Kids & Family

Local Physicist Part of the Search for 'God Particle'

What's South Jersey's connection to the Higgs boson? Mitch Newcomer of Voorhees, a UPenn scientist who helped work on a component of the particle accelerator that found it.

Physicist Frank “Mitch” Newcomer was a very curious child, always wondering how things worked in the world around him.

He’d take apart clocks, for example, according to his younger brother, Greg Newcomer.

“We always did projects together," Greg says. "He would really be interested in the science of what we did. He was always interesting in figuring out what questions to ask.”

Today, Mitch, a Voorhees resident, is still that curious kid dissecting the world around him to understand how it works. But he’s working on a much, much bigger scale.

As a member of the University of Pennsylvania’s High Energy Physics Experimental Group, Mitch has been deeply involved—along with hundreds of other researchers around the world—with the Large Hadron Collider in Geneva, Switzerland, and the search for the so-called “God particle.”

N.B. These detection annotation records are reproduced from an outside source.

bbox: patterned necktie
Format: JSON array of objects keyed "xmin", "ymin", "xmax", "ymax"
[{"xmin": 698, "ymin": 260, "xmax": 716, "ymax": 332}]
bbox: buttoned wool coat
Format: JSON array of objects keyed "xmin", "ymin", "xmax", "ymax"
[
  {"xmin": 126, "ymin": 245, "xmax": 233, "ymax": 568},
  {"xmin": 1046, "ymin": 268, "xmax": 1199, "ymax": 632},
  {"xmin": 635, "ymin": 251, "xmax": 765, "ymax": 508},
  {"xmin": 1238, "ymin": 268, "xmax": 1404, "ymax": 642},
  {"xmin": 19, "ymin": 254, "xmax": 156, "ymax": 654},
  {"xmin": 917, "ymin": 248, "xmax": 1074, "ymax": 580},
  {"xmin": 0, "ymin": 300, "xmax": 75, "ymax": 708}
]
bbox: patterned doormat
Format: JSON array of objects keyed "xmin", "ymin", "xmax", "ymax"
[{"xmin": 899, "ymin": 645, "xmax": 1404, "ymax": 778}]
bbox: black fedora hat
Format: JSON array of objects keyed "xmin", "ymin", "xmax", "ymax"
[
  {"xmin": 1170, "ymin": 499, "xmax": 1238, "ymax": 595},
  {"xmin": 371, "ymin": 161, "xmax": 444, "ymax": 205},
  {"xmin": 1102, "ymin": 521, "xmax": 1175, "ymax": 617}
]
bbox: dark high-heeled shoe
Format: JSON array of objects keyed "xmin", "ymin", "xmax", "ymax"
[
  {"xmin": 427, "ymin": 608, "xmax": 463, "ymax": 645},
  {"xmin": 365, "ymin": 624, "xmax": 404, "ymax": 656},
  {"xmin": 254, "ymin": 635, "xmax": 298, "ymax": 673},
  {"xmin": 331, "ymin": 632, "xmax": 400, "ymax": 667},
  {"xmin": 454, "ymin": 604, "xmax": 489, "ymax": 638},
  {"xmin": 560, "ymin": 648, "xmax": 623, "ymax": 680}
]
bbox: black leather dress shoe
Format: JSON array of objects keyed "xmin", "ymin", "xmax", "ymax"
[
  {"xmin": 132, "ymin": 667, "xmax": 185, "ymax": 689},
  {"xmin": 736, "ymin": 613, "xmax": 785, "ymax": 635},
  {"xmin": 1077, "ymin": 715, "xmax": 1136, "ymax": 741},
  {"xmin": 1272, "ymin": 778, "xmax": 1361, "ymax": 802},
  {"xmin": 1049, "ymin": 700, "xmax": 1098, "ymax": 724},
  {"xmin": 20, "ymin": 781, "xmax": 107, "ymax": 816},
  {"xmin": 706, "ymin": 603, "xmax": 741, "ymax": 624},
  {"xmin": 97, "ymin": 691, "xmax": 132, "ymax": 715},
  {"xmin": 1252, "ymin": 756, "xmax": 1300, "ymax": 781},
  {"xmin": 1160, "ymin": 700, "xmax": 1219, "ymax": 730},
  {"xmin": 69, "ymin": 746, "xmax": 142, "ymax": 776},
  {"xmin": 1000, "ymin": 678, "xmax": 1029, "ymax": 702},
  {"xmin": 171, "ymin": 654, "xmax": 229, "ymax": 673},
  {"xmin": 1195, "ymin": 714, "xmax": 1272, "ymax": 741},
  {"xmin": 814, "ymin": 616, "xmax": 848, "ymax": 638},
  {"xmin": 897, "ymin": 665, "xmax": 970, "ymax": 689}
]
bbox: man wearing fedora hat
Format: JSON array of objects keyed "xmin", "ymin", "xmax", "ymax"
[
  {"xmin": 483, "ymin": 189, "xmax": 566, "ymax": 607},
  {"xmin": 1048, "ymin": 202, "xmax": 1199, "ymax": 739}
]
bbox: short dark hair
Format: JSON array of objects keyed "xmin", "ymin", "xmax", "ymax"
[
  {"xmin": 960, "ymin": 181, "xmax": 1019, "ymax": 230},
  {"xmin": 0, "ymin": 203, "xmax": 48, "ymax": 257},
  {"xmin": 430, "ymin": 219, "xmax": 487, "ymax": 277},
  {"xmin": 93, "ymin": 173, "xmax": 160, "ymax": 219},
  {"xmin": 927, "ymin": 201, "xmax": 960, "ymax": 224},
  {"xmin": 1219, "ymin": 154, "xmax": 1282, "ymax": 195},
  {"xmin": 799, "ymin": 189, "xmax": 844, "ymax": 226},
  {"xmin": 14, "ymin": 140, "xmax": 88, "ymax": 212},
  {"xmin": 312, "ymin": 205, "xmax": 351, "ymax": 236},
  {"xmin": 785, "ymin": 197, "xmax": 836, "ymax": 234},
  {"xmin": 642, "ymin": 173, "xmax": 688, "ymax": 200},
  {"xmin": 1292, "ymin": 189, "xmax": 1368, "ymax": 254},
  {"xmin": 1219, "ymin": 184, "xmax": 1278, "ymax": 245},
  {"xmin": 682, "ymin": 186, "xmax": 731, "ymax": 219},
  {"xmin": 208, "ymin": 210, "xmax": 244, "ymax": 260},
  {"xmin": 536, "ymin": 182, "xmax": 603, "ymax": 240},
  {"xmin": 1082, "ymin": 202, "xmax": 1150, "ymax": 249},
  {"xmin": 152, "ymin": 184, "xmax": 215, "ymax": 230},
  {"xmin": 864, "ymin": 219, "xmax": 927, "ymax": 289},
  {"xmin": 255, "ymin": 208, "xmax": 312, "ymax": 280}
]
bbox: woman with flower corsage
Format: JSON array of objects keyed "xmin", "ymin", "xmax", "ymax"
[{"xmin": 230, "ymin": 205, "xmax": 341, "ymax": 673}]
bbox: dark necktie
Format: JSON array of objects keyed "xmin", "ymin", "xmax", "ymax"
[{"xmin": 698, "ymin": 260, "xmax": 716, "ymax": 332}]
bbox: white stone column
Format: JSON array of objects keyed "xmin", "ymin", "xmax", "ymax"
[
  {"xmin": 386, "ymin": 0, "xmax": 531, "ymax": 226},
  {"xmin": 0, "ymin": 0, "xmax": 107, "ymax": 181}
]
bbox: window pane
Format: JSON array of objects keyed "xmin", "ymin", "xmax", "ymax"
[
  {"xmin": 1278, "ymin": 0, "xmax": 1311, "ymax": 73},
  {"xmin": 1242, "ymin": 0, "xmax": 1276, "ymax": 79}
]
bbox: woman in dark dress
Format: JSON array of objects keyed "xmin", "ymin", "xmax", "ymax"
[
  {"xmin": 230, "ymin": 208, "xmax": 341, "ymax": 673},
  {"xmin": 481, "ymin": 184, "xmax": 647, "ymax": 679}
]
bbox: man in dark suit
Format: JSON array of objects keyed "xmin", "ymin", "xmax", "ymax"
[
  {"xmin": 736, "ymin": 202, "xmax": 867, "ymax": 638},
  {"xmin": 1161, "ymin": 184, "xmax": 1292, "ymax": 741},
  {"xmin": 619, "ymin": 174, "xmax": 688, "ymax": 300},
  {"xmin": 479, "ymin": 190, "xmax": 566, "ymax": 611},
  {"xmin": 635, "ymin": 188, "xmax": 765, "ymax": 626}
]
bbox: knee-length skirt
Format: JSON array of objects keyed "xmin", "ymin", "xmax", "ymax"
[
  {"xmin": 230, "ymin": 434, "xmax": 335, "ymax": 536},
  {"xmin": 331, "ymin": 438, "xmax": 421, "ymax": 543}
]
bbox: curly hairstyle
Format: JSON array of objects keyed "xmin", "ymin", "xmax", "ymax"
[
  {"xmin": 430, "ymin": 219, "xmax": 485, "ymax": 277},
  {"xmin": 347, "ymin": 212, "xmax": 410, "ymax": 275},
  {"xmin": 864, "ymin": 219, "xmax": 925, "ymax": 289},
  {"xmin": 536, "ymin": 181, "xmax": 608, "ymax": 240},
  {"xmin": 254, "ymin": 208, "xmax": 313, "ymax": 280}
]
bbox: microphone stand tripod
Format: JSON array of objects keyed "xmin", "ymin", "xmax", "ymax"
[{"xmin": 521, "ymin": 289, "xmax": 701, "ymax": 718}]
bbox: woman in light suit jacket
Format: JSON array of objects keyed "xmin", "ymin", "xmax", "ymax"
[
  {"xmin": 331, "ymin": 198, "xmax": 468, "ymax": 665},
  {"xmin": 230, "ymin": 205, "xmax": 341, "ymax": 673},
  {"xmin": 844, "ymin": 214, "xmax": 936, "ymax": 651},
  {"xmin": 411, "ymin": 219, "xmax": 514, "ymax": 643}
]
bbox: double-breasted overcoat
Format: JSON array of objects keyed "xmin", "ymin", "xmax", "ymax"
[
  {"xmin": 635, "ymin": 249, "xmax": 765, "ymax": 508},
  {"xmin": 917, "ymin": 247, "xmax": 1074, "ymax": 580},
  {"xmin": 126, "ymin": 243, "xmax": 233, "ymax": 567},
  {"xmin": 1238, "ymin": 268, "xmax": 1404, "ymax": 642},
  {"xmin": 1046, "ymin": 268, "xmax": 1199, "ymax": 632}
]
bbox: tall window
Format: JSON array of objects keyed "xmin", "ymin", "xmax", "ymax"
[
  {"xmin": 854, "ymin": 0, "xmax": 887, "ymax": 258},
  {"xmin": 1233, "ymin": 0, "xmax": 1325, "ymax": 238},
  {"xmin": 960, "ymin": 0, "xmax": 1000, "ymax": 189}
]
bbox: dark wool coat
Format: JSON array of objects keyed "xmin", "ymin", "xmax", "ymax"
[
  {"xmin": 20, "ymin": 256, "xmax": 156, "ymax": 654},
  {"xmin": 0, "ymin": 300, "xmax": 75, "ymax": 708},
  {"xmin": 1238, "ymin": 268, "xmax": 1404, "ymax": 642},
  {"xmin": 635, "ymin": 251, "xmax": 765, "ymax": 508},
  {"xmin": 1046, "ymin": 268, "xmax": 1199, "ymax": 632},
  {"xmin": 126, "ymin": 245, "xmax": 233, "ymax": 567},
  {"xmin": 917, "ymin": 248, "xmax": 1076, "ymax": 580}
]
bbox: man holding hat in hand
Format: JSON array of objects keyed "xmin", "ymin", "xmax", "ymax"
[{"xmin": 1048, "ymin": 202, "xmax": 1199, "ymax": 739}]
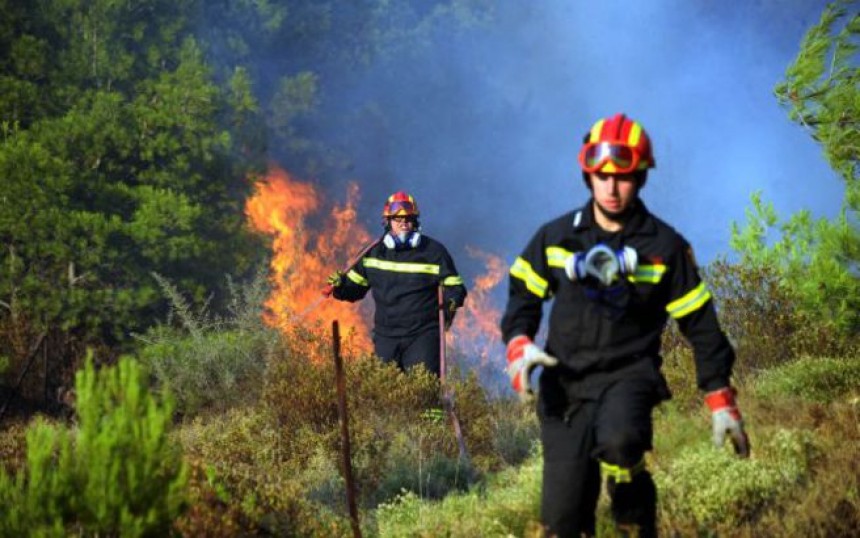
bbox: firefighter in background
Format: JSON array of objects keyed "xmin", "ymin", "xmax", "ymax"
[
  {"xmin": 328, "ymin": 191, "xmax": 466, "ymax": 377},
  {"xmin": 501, "ymin": 114, "xmax": 749, "ymax": 537}
]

First, a little background is necessary: The $4.75 billion Large Hadron Collider (LHC)—a particle accelerator that smashes protons into each other at near the speed of light in order to create Big Bang-like conditions—took about a decade to construct, with one of its primary missions being to find the “Higgs Boson.” The Higgs Boson is a theoretical subatomic particle that, in connecting to other particles, gives them their mass.

A more rudimentary way of putting it is that the Higgs (named for Peter Higgs, the physicist who hypothesized its existence) holds matter together and is one of the essential building blocks of the universe. In other words, without Higgs, existence—you—would not exist.

Why are researchers so eager to discover it? For one thing, our continued endeavors to peel back the mysteries of the universe have led to grand technological leaps.

“We have been able to gain from (those discoveries) the life we have today versus the life we had 100 years ago,” said Mitch.

But on a more basic level, what’s driving researchers is the same thing that led young Mitch Newcomer to pick apart clocks: sheer curiosity.

“This is amazing. We have such an ability to look deeply into nature,” he said. “Basic curiosity is an amazing thing.”

Mitch and his colleagues at Penn are responsible for designing and developing some of the instruments used in the ATLAS detector—a component of the LHC—which analyzes the results of the head-on collisions of protons within the machine to search for the Higgs Boson, among other things.

In an e-mail, Mitch explained that his interest in physics "started at Camden County College in the early '70s, where I arrived as a young engineering major and was lucky enough to find instructors that broadened my horizons and nurtured my curiosity through their interest and professional experience."

Mitch travels back and forth between Penn and CERN (European Organization for Nuclear Research)—which created the LHC—in Geneva a few times a year.

Besides being “a helluva lot of fun,” he said he feels privileged to be part of a community that’s expanding the reach of human knowledge.

“It’s a huge privilege we have as human animals, to reach out and come to the edge of our understanding,” said Mitch, who noted the discoveries made possible by the LHC represent an “evolution” of the human race’s understanding of the universe.